Preferably, performing edit distance computation (10) on the sub-string further comprising steps of computation on the unmatched string (12) to determine the order of the sub-string by sequential weighted string order (11 ) using an arrangement unit.
Preferably, tagging the unmatched string (17) with the computation results further comprising steps of optimizing at least one ratio between the parallel adaptive edit distance operation results and the sequential weighted string order results. BRIEF DESCRIPTION OF PREFERRED EMBODIMENT
The invention will now be described in greater detail, by way of example with reference to the drawings, in which ;
Figure 1 illustrates the System Architecture of the adaptive-window edit distance algorithm.
Figure 2 illustrates the Process Flow for performing computation using adaptive-window edit distance algorithm.
Figure 3 illustrates the Process Flow of extracting at least one unmatched string.
Figure 4 illustrates the Process Flow of splitting the unmatched string and removing unmatched string.
Figure 5 illustrates the Process Flow of updating the weighted order parameters for matching of sub-strings. Figure 6 illustrates the Process Flow of updating the weighted order parameters for non- matching of sub-strings.
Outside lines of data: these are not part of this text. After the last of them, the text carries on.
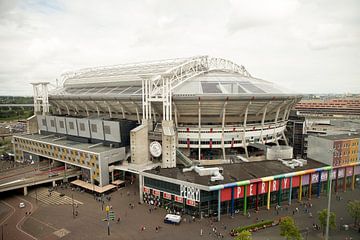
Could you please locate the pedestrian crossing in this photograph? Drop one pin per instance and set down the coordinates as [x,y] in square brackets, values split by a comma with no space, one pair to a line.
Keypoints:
[53,198]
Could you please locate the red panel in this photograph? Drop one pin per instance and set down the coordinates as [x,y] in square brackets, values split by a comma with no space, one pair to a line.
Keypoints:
[190,202]
[285,183]
[263,187]
[167,195]
[239,192]
[251,189]
[156,192]
[296,181]
[274,186]
[226,194]
[146,190]
[179,199]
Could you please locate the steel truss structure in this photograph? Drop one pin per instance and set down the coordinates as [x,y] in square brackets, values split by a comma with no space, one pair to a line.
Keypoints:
[159,88]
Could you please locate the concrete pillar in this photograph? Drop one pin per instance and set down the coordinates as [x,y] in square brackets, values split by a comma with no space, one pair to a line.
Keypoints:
[310,186]
[268,199]
[219,204]
[353,179]
[245,199]
[141,187]
[232,210]
[290,191]
[319,185]
[300,188]
[279,192]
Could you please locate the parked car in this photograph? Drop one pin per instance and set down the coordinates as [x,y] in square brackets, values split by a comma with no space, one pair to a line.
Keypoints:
[172,219]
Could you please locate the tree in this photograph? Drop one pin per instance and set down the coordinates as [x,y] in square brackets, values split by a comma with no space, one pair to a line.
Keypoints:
[244,235]
[289,230]
[353,208]
[323,218]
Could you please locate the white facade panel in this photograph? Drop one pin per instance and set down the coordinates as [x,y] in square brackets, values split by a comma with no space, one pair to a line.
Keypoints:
[112,131]
[51,123]
[42,122]
[83,127]
[71,126]
[60,125]
[96,129]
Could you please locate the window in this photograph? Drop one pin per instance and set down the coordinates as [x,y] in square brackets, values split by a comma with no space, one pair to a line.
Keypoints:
[94,128]
[107,130]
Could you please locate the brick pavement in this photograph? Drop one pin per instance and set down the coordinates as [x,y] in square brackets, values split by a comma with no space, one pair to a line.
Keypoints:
[89,225]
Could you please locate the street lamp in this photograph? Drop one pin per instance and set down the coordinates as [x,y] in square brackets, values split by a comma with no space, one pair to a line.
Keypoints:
[2,231]
[329,195]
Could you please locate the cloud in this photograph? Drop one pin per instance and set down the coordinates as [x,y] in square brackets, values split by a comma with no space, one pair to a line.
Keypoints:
[294,43]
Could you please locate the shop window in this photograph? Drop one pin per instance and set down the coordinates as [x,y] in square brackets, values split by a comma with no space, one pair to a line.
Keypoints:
[82,127]
[94,128]
[107,130]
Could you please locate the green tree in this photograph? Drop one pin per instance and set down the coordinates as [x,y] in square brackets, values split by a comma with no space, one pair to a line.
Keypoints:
[353,208]
[244,235]
[323,218]
[288,229]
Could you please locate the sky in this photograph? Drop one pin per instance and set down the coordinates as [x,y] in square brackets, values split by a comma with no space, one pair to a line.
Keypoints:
[309,46]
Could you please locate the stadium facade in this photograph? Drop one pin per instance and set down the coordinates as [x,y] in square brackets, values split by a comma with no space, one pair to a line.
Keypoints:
[151,118]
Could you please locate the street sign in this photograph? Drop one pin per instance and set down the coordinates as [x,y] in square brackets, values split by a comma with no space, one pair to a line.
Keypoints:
[112,215]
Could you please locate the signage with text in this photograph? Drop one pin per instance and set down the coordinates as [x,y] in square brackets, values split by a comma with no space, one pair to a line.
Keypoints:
[191,193]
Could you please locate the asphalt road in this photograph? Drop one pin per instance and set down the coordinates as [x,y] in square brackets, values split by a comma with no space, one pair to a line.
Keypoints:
[12,222]
[50,218]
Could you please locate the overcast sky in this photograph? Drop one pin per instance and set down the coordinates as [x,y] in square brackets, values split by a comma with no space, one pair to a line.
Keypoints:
[310,46]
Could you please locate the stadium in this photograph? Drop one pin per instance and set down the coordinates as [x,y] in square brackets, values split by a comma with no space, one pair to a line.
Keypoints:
[164,122]
[214,106]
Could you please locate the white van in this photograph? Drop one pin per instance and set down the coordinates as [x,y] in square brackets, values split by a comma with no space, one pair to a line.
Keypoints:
[172,219]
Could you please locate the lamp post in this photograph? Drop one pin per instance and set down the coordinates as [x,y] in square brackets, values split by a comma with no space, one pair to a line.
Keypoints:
[332,150]
[72,200]
[2,231]
[329,205]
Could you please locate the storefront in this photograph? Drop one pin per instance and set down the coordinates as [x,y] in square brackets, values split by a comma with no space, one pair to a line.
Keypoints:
[238,197]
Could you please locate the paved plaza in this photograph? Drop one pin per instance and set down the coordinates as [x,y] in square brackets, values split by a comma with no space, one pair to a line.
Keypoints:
[55,221]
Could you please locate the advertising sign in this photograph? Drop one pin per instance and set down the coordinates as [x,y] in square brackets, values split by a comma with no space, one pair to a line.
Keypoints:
[189,192]
[179,199]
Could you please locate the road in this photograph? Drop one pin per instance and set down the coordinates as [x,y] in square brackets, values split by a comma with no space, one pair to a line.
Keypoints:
[12,223]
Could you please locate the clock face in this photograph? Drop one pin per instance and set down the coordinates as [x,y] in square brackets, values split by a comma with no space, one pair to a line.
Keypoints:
[155,149]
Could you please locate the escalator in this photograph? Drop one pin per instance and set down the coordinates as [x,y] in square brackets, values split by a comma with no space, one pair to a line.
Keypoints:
[182,159]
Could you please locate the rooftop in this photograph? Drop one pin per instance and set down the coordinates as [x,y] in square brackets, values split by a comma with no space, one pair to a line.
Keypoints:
[56,141]
[341,136]
[236,172]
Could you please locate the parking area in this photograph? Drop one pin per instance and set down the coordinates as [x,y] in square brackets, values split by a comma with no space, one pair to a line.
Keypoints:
[140,221]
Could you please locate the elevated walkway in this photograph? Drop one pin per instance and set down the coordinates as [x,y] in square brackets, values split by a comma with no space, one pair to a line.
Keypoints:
[182,159]
[37,180]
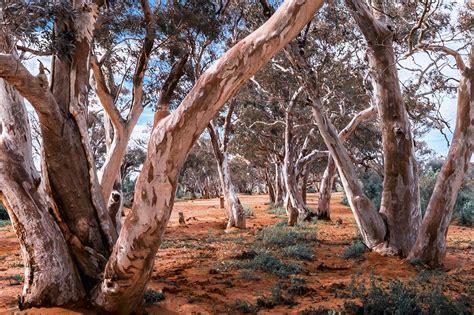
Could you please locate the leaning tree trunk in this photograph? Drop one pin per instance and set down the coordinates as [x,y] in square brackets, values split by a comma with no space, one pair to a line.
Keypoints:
[49,267]
[294,205]
[430,246]
[279,188]
[131,263]
[369,222]
[327,182]
[400,197]
[234,208]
DETAILED DESCRIPTION OF THE PREFERRED EMBODIMENTS
As illustrated in Figure 1 , the system for performing computation using adaptive-window edit distance algorithm comprising a control processing unit (1 ) connected to Random Access Memory (7), Parallel computation acceleration device (5) and Input Output Hub (3) via Memory Hub (6), wherein the Memory Hub (6) is coupled to a storage unit (2) and at least one Input Device (4).
The parallel computation acceleration device (5) further comprises a match filtering scoping unit to extract a first string from at least one reference list that is most similar to a second string from at least one search list for matching operation, a eliminator unit to extract at least one unmatched string from the first string and second string, a comparator unit to compute the unmatched string, in which the unmatched string are split to at least one sub-string using a space character and eliminate at least one patronymic character and at least one edit distance adaptive window determining unit to prepare for adaptive window setting based on the unmatched string and to calculate adaptive distance values on at least one critical path.
The request for matching is received by control processing unit (1 ) and sent to the parallel computation device (5) for accelerated processing via Memory Hub (6).
Then, a Data (compressed or uncompressed) from a storage unit (2) is transferred via Input Output Hub (3) and Memory Hub (6) to the parallel computation device (5) for accelerated processing.
The process flow of the parallel computation acceleration device is illustrated in Figure 2. As illustrated in Figure 2, the process is initiated by segmenting the string into substrings to do the comparison for each sub-string. Firstly, the parallel exact match comparison will be executed to filter out the 100% matches. From the system point of view, the data input table comes from a specified database called inputl and input2 (8).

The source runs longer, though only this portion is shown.